- Site Admin
- Posts: 3506
- Joined: Sun Oct 25, 2015 3:45 pm
- Location: Hertfordshire, UK
Last month we wrote about the consultation by the Charity Commission on the charitable status of organisations that promote complementary and alternative therapies, such as those that promote homeopathy to treat HIV patients in Africa.
The consultation, which came as a result of our correspondence with the Charity Commission last September, is an opportunity for the public to share their thoughts on whether organisations who promote treatments that are not based in evidence should be granted charitable status.
Good Thinking has sent our own submission to the Charity Commission, sharing our thoughts on each of the questions asked, as well as highlighting issues we feel are important for the Commission to consider.
Good Thinking's submission - http://goodthinkingsociety.org/wp-conte ... -FINAL.pdf
http://goodthinkingsociety.org/our-subm ... es-review/
The Charity Commission should maintain a policy on CAM that reflects the best available evidence from independent research.
Treatments should not be promoted until there is reliable, robust and replicable evidence of its effectiveness.
New organisations should not be given charitable status if they promote either as alternative or complementary; either for the treatment of symptoms or the cure of disease treatments which do not have such evidence.

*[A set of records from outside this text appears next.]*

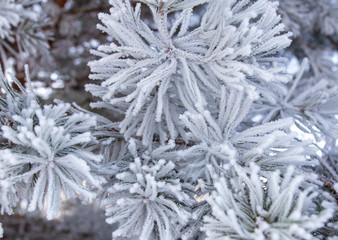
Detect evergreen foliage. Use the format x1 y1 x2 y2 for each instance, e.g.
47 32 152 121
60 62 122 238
0 0 50 69
0 0 337 239
202 164 334 240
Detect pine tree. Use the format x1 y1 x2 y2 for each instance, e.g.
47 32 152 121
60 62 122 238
0 0 337 239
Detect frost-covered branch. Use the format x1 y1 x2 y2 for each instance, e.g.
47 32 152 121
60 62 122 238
0 68 102 220
202 164 335 240
87 0 291 144
0 0 50 69
101 139 192 240
175 87 312 184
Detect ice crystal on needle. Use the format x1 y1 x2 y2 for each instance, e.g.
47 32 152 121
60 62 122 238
87 0 292 143
175 86 311 183
0 71 102 220
202 164 334 240
102 139 191 240
0 0 337 239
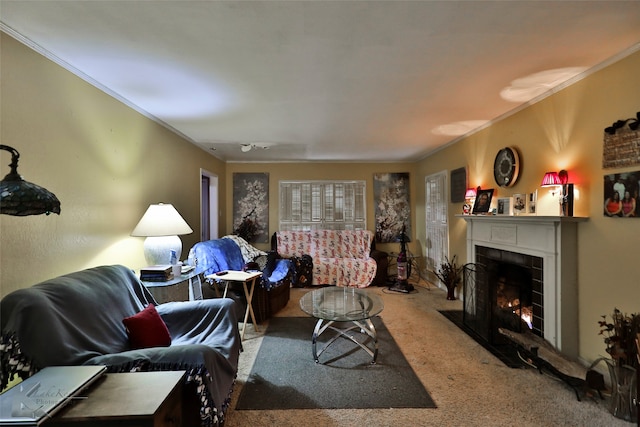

Complaints made about the practice of CAM charities should be judged against the new policy; organisations that fail to be able to offer evidence for the therapies they promote should be removed from the charities register until such time as good evidence is available
The current guidelines regarding CAM therapies – namely that evidence must come from peer reviewed journals and medical professionals, rather than from anecdote and media coverage is actually very sound, and would stand the Commission in good stead if it were routinely and rigorously applied when considering new charities and when handling complaints against existing charities. In part, this consultation came about because that standard of evidence was not followed in dealing with complaints egarding CAM charities.
Where a charity is registered or seeks to be registered for the promotion of therapies that do not meet the standards of evidence identified by the Commission’s guidelines, those charities should not be granted charitable status or should have their status revoked.
Organisations which promote treatments with claims that break the 1939 Cancer Act, that promote the sale or purchase of unlicensed medicines without prescription from a GP, or that breach the CAP Code for advertising, should not be given charitable status or should have their charitable status revoked.
There are likely to be some charitable organisations whose mission statement and general work is very good and reasonable, but who have one project or a small number of projects that involve the promotion of CAM therapies which are not based in sound evidence. The Charity Commission should offer guidance to these charities, and issue
warnings or take action where needed when these charities continue with projects that promote therapies not demonstrated to be beneficial.
Nobody is suggesting that organisations which would like to promote unproven or disproven therapies should be prevented from existing or from acting - they simply ought not to be granted charitable status.